As we already mentioned as the hair is from a variety of sources and the cuticles are in all different directions, the silicone that has been applied will be removed after several washes, leaving you with an extension that is dull and constantly tangled. No amount of product or brushing will rectify this and eventually it will make its way to the trash.
This type of hair quality is at the lower end of the market and often comes with an inexpensive price tag. Unfortunately, it can also be pawned off as Remy hair for a higher price tag which you will find out is not the case not too long after and is the most available type of hair due to its high supply. This is a rife practice in the industry that has no accountability or certification, meaning that there are lots of sharks in a fishpond.
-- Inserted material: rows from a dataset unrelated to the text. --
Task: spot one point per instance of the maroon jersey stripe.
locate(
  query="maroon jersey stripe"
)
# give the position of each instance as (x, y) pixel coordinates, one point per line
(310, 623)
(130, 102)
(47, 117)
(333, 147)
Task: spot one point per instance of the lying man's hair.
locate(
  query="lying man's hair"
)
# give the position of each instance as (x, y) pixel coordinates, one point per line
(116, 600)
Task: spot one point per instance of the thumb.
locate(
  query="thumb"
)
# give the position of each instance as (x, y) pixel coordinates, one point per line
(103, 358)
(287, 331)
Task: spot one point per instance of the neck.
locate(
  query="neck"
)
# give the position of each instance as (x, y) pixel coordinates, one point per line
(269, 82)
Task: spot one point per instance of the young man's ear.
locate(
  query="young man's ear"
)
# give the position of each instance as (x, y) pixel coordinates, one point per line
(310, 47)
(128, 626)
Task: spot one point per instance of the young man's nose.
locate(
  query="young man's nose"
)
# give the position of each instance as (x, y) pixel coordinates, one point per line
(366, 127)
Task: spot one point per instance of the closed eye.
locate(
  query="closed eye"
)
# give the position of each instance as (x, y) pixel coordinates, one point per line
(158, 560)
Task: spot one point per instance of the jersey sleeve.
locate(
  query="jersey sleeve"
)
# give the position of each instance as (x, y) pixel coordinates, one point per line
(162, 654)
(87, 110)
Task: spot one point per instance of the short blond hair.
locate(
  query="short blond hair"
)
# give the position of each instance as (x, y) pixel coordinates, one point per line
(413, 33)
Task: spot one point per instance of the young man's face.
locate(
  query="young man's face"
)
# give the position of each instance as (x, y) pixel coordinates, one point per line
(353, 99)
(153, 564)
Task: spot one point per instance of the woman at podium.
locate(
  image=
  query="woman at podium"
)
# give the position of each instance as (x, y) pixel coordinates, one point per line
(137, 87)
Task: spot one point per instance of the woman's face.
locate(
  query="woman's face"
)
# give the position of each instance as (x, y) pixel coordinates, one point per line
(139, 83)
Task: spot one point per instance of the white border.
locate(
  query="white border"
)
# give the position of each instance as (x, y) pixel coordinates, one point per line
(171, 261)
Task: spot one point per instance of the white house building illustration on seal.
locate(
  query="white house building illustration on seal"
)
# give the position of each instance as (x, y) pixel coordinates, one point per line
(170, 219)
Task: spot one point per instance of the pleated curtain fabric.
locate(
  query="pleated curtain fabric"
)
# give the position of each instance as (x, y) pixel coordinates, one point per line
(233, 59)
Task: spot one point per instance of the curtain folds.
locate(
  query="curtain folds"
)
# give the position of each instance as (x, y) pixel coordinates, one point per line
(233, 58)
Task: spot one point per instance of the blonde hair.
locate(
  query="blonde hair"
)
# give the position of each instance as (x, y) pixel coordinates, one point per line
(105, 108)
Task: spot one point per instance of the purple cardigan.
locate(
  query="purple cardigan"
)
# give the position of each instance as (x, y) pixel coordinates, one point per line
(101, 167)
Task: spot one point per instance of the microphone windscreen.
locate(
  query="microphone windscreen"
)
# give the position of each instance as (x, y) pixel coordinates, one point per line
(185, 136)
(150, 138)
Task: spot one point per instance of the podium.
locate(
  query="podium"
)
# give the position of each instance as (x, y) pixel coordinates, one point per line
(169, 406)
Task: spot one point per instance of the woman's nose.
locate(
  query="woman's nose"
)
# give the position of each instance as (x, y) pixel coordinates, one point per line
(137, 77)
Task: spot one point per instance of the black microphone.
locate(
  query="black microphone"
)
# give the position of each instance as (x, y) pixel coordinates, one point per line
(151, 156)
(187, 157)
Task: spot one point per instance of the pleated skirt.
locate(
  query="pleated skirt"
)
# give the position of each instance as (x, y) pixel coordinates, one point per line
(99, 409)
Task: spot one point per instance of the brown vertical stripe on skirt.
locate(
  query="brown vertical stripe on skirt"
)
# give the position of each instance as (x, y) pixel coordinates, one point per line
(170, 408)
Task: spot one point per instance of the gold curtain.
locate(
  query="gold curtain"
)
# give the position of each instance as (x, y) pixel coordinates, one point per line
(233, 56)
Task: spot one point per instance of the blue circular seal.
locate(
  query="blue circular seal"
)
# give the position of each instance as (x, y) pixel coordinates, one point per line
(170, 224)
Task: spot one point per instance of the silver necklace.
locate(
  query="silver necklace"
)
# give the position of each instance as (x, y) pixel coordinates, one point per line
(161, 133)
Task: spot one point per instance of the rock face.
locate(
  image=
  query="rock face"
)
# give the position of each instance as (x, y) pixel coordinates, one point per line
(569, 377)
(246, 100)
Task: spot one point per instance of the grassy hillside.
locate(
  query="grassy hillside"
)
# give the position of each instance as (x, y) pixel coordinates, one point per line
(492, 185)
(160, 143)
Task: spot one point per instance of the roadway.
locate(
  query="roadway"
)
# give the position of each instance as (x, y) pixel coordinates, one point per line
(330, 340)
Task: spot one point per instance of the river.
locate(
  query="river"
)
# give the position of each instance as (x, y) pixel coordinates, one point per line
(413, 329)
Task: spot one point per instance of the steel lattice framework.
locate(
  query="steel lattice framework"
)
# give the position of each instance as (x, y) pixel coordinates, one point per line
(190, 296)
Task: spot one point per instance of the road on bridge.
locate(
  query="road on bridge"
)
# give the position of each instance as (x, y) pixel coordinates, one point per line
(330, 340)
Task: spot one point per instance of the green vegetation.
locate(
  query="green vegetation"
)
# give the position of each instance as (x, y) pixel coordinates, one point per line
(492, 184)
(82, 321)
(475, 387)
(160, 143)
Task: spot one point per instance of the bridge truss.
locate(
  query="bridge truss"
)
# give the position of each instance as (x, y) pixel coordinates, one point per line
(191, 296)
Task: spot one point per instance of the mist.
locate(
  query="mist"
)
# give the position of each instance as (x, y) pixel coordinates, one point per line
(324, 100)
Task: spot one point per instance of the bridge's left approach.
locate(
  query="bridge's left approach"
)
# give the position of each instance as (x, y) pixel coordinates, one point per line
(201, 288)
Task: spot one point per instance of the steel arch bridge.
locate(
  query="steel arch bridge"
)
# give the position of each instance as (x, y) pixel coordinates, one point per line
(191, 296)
While the marketing and the price tag is tempting, the only way to be certain of what you’re purchasing is to purchase the hair from a hair extension specialist that truly knows the source of the hair and have had it examined under a microscope as there is no way to detect the uneven cuticles via touch or the naked eye. Hairstylists who are trained in various types of installation, don’t always know, although they can assess the quality of the hair, unless they are an extension specialist with experience buying hair directly from the source, they are relying on the marketing and the claims of their supplier. Chose a reputable salon with a strong repeat clientele and history, and a stylist who has credibility. Buying from a salon means that you have the safety of accountability should you ever have any problems with your extensions.
The verdict on human hair
Basically, it’s good for a short time use or a onetime event, if attached via tape, keratin bonds or a weave. It will have a shelf life of 6 weeks (yes, we know the websites say 6 months, but we are telling you the honest truth, after several washes it is no longer suitable for reuse) If it’s a clip in worn occasionally yes it will last you up to 6 months of continuous wear if meticulously cared for.